Heres a picture of it.. it's horrible. Never buy it. It DOES work, but not well enough for a betta. Maybe a frog or something. Now that I look it up, it says for 1-3 gallons with might work, but it didn't work in my 2.5 at all (Acrylic Mini Bow). They used to advertise it for 5 gallons. You want to go higher on heaters than needed. Like filtration. With adjustable heaters you can always tone down the heater and it won't have to work often, but it'll be an eyesore in your tank.


----------



## Lotte (Mar 3, 2013)

Aurie said:


> I use this one in my 10 gallon and also my 5 gallon.. It keeps everything very very solid! Walmart is the cheapest place to get this hands down!
> 
> They seem to be hit or miss but if you're looking for a heater and you're at walmart this is a good alternative till you can save up for a good adjustable heater.
> 
> ...


What a pity. This happens to be the one I have! I've had it going for a week now and it's been going up to 84 degrees and stopping there. I'm trying to find ways to get it lower such as getting a lid with a lot of holes in it like some sort of netting. You guys seem to have very bad experiences with these so I'm anxious that it might fry soon or "poison?" My water as someone stated above.


----------



## Aurie (Jun 22, 2012)

Honestly, I'd go with a 50 watt adjustable for anything lower than 10 gallons. I have to be honest, I got a good preset heater, but I"m saving up for a mini hydor for my 5.5 and my 10 gallon is soon updated to a 20 so I'm going to keep my adjustable for a spare. I have 2 heaters in my 46. I might just run 1 of those and move the other to my new 20 and put the preset in the 46 near the outflow.


----------



## kyle89 (Mar 1, 2013)

Most pre set heaters are only afew dollars cheaper than a good adjustable heater. Number 1 and 3 are just around 15 dollars at my lfs. I actually picked up a nice adjustable heater at that fish place for 18 dollars with my rewards card


----------



## Picasso84 (Feb 11, 2013)

MuseBetta said:


> Zoo med poisons the water?! I currently have that >.<


Yes, it lasted maybe a week, then the water reeked of burnt rubber/copper pennies (wierd combo, I know) even with my 3 50% wc I had done up to that point (over 6 days) (I promptly did a 100% and threw that heater, *and my gravel* out b/c it stunk too, & didn't wanna risk it) and I had started noticing something was wrong, b/c the previous day (and a little bit the day before that) my betta had started getting lethargic, and just sat on the bottom, having some trouble breathing (well, starting to) and his fins were beginning to rot.... 
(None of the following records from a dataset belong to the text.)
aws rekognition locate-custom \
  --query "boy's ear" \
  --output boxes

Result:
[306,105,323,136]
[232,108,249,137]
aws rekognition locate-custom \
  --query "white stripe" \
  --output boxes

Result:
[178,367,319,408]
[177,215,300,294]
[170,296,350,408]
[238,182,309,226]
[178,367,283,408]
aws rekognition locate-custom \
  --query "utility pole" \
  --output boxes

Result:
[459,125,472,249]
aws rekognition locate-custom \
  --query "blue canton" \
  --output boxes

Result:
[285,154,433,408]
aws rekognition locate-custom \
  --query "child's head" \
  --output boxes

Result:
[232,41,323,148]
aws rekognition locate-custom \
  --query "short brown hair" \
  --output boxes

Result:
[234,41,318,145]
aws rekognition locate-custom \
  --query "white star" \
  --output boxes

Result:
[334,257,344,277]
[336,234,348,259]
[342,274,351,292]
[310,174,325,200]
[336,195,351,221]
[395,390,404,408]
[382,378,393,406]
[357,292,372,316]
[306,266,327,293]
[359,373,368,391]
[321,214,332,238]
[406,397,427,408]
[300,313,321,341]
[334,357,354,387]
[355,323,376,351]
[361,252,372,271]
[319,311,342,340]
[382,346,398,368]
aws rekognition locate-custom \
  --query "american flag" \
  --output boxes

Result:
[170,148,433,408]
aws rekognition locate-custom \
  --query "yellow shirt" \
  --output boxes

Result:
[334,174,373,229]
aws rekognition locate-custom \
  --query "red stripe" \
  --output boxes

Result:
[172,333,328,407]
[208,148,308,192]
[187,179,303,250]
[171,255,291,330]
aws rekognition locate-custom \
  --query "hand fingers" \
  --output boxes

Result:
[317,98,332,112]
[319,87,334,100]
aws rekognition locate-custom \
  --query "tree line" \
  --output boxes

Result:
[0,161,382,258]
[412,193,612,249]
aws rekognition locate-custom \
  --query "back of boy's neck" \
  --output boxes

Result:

All of which completely cleared up w/in 36hrs (or less) of cleaning his bowl, and plants/decor & adding new rocks, & the Aqueon heater & (obviously) having pristine water helped

Oh, and there was this weird film on top of the water (kinda like what gasoline looks like floating around in water)


----------



## Lotte (Mar 3, 2013)

Picasso84 said:


> Yes, it lasted maybe a week, then the water reeked of burnt rubber/copper pennies (wierd combo, I know) even with my 3 50% wc I had done up to that point (over 6 days) (I promptly did a 100% and threw that heater, *and my gravel* out b/c it stunk too, & didn't wanna risk it) and I had started noticing something was wrong, b/c the previous day (and a little bit the day before that) my betta had started getting lethargic, and just sat on the bottom, having some trouble breathing (well, starting to) and his fins were beginning to rot....
> 
> All of which completely cleared up w/in 36hrs (or less) of cleaning his bowl, and plants/decor & adding new rocks, & the Aqueon heater & (obviously) having pristine water helped
> 
> Oh, and there was this weird film on top of the water (kinda like what gasoline looks like floating around in water)
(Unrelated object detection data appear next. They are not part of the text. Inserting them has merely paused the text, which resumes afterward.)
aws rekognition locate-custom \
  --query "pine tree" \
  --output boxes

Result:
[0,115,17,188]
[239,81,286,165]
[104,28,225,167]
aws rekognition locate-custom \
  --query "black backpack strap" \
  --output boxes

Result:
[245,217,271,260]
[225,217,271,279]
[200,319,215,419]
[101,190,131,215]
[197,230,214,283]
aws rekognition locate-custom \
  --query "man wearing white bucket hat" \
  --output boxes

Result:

 Thanks looks like I need to get a 25watt adjustable


----------



## LoriKeet (Feb 4, 2013)

I can personally attest that the Marina C-10 is a piece of crap (excuse my french). I bought one and followed the directions to the T; the thing never heated up past 75-76 degrees and I had to use a space heater in my room to keep the tank toasty till my 5 gallon tank and new heater arrived in the mail.

Although my experience with mini heaters hasn't been the best, I am head over heals in love with my Aqueon Pro Submersible Aquarium Heater - 50 watt; it's a real gem if you have at least a five gallon. <3


----------



## ANHEL123 (Jul 21, 2010)

Good ones that a lot of people recommending for 1 and up gall are 
Penn Plax Cascade 
Hagen Elite Mini Submersible 
Hydor Theo 
Marineland Visitherm 

Most of, if not all of these heaters have to be ordered online or found in a local fish shop. Petsmart and Petco generally don't carry them. Good places to order are www.amazon.com and www.drsfostersmith.com
I have Cascad,Petco , Visi-THERM in my tanks and i like them. Temperature in my tanks about 76* stable. You can keep betta in 76* it pretty good temperature for bettas.


----------



## kyle89 (Mar 1, 2013)

I have a 25 watt hyrdo adjustable heater in my tank and couldn't be happier. Small in size an keeping the temp at 80. Paid 18 at my lfs. I had one like the zoo med that said it would do 5 gallons an couldnt keep the temp at 74


----------